An XGBoost machine learning model trained on 18 food groups across 109 countries predicted global microplastic contamination trends from 2019 to 2030, forecasting continued increases in dietary microplastic exposure worldwide. This data-driven framework enables personalized exposure estimation by country and food type, providing a critical tool for quantifying human health risk from microplastic ingestion through processed foods.

Microplastics are one of the major contaminants of processed foods at a global scale and they contain high risks for human health. Even though the public understanding of the issue has become wider, the knowledge of individual levels of exposure is still very much limited together with the practical tools which can estimate microplastic ingestion.
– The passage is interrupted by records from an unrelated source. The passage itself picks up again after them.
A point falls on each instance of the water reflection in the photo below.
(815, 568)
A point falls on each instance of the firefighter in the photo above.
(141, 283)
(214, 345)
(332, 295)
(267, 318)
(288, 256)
This study proposes a complete data pipeline and a machine learning framework for predicting microplastic contamination and estimating personalised exposure to microplastics depending on country, specific consumption patterns and contamination trends of a long, term nature. The dataset consisted of approximately 18 food groups across 109 countries. So far the data has been through a very thorough preprocessing stage, exploratory analysis, and feature engineering was undertaken, which among other things, included microplastic load aggregation, the addition of lagged variables, and mixing serving sizes information. Random Forest and XGBoost regressors models were trained to predict the levels of contamination from 2019 to 2030. Polynomial Regression delivered the highest accuracy on the training data of R2= 0.9897. While XGBoost gave the best generalization result of R2 = 0.9469 and was therefore chosen as a final forecasting model. The consumption of microplastics through the global food chains is predicted to keep increasing. The originality of this study is in the combination of the long, term contamination data with the selective food, category modelling that allows to generate a reliable framework for the forecasting of the individual intake and to provide to the policy makers EBP (Evidence, Based Policy) advice.